What are some of the strategies you use to raise the awareness of your company and the product or service you sell? Currently I own outbound product marketing. I've been doing the monthly PR and getting our editorial calendar for 04 lined up and also tradeshow/conference track. But, what else can I really do to get some good lead generation and excitement about our company?
This area would fall under the area of Market Communications, which is not my particular specialty, but I worked with one of the best in the industry - I'll call her Cal Blonde (she would appreciate this appellation and unfortunately does not blog).
Cal Blonde and I worked together with Rorschach at a start-up that blew through $15MM in two rounds. We had INCREDIBLE visibility and awareness - over 100 articles were published on our company within our first 18 months of existence. Our competitors couldn't announce a product without us being quoted in the article. So how did our Marcomm Manager do this?
1. Have an Easily Understood Vision - One of Cal Blonde's strengths was that she was NOT an engineer, but worked at an engineering company. So when the geeks like the engineers and marketing people ran up and told her about the electron noise level of our particular widget, she would give us a blank stare and say "So what!"
Low electron noise level is not a vision. How many wanuzits or klampters you have on your gizmo is not a vision. You need a vision that is easily understood and gives benefit to the layman.
Part of this, of course, is spin. The layman doesn't care or understand the difference between 802.11a vs. 802.11g and which one has the fastest bit rates. What he cares about is FAST, WIRELESS CONNECTIVITY ALLOWING YOU TO DOWNLOAD MOVIES TO YOUR LAPTOP WHILE ON YOUR PATIO! You get the picture.
1a. Be First - Oh yes, you need to be out there first with your vision. If you just copy someone else's vision, you are a "me too" and will always be in the shadow of the leader. That was another reason we were quoted in press articles on our competitors: we were the leader. So if a competitor announced something, we would be asked what we thought, and we just did a big Yaaawwwn. Been there. Done that. Ended up killing that project since the parts sucked. Nothing else will infuriate your competitors as much.
But here's the main point: by being first with a unique vision, you set the tone of your industry and the benchmarks others will be measured against.
And if you're not first? You will have problems creating buzz. Figure out what you ARE first in, and see if you can spin that into a compelling vision that is easy to sell.

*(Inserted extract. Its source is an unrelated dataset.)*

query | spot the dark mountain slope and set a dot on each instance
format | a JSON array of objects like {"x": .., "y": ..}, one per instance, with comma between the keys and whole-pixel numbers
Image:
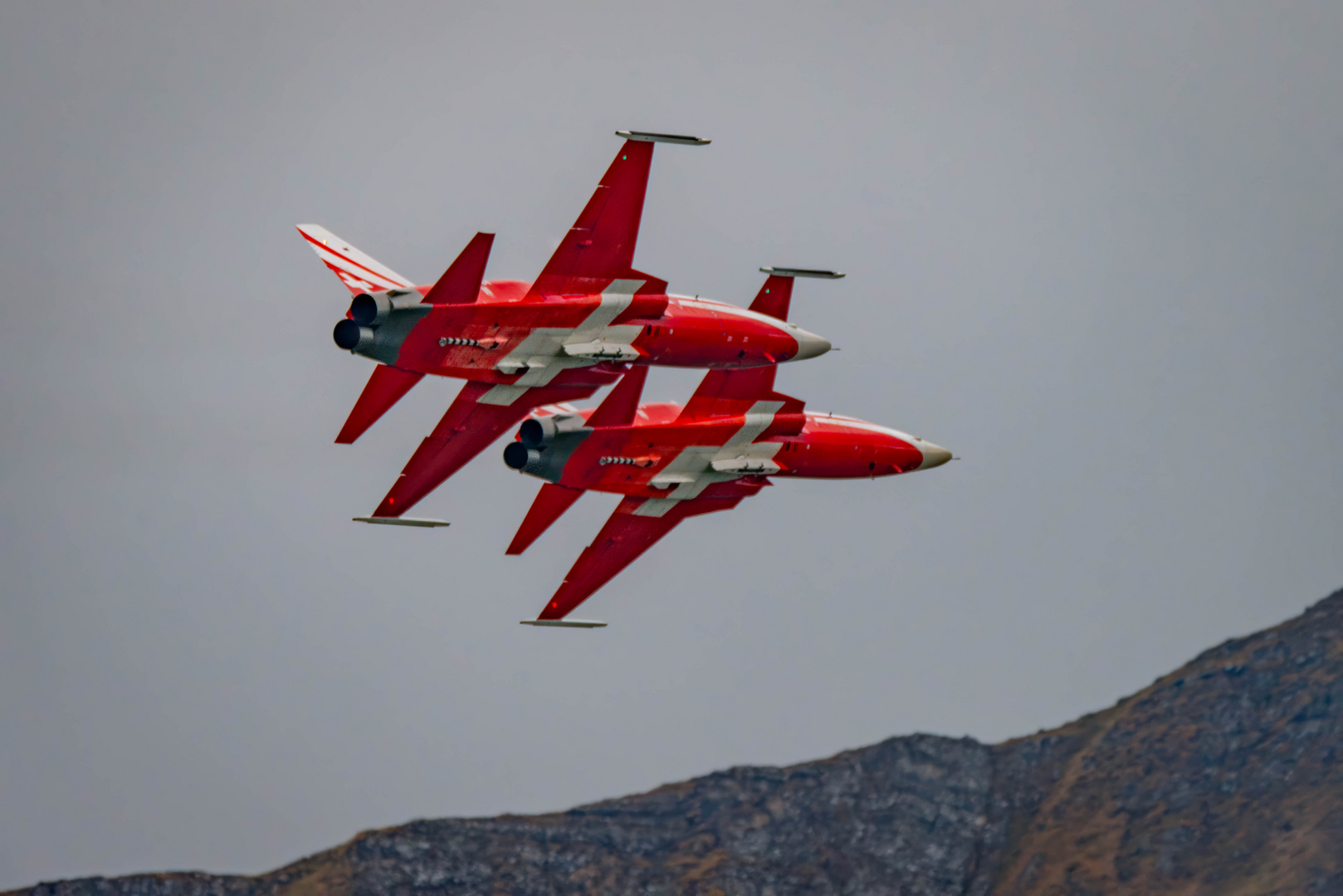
[{"x": 1219, "y": 778}]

By the way, this is why so many companies announce "vapor ware". The need to be first with an announcement is more important than it actually being ready. Remember: perception is reality so if you announce first, and ship second, it is the perception that you led with the announcement that will be remembered.
2. Make it Easy for Your Trade Press - I am talking specifically about the technical trade press, and let me tell you something: technical reporters are NOT technical. Part of it is just the sheer scope of "technology", which covers too many markets for one person to understand well.

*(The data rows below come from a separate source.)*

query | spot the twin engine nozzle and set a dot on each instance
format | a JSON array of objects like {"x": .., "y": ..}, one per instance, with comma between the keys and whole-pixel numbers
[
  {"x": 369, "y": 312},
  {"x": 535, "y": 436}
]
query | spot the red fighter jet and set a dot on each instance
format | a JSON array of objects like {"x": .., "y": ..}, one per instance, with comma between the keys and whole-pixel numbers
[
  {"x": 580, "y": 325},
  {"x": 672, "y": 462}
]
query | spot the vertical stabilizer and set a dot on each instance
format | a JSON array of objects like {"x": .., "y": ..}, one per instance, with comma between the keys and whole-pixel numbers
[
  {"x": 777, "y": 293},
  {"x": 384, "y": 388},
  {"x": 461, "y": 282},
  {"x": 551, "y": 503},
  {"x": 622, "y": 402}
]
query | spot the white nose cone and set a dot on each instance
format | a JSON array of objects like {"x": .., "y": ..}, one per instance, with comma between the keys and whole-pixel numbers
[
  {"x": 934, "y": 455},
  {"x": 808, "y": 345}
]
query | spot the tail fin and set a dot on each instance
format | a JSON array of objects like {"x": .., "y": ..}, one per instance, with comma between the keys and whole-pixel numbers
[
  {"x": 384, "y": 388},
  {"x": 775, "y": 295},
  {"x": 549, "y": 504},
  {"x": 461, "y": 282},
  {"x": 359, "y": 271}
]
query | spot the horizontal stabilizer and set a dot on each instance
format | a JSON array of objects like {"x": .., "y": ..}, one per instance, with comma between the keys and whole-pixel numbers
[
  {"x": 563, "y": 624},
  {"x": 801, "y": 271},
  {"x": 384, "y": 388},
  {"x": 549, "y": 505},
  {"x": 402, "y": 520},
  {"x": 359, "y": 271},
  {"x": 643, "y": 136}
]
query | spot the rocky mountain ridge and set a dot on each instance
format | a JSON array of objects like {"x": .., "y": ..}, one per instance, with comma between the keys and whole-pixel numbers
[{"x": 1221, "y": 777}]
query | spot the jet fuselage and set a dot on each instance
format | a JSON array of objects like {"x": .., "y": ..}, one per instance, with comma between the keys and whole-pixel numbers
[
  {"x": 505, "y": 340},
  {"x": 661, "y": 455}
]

We were very careful to spoon feed the press people on our market, our products and our technology. We kept it simple and at high level what the benefits of our product were (see Vision above). Once they had that down, they would just copy what we gave them for the details on klampters and wanuzits.
3. Be a Source of Info for the Press - in other words, network with the important press people in your area. If there is a particular reporter that covers your space, identify him/her and keep them up to date on what is going on in your market, even if you are not involved in the story. What you want to become is a primary source to this person for your particular market so they start calling you up for quotes when your competitors announce something, or find out something you didn't know.
4. Ditto #3 for Analysts - If you have any analysts that cover your particular product space, make sure to befriend them and become a source of info. Analysts can have amazing influence on deciding who is "hot" for a particular product. (For those of you outside of tech, there are investment banks and research companies that follow technology trends).
The whole idea of these little pointers is to keep having your company name come up in the press and analyst reports. When it does, you WILL get hits to your web site asking for info, and I don't think I have to tell you what to do there. It's a long, drawn out process, but if you have an easily understood vision that creates excitement, it really isn't that difficult.
Then, of course, there is the standard Marcomm stuff you should keep up and do - advertising (if appropriate), tradeshows, etc. Here is a standard slide I throw up on this which you might find helpful as well and is self explanatory.
Rorschach, you have any other inputs? Maybe we can get Cal Blonde to give some additional insight?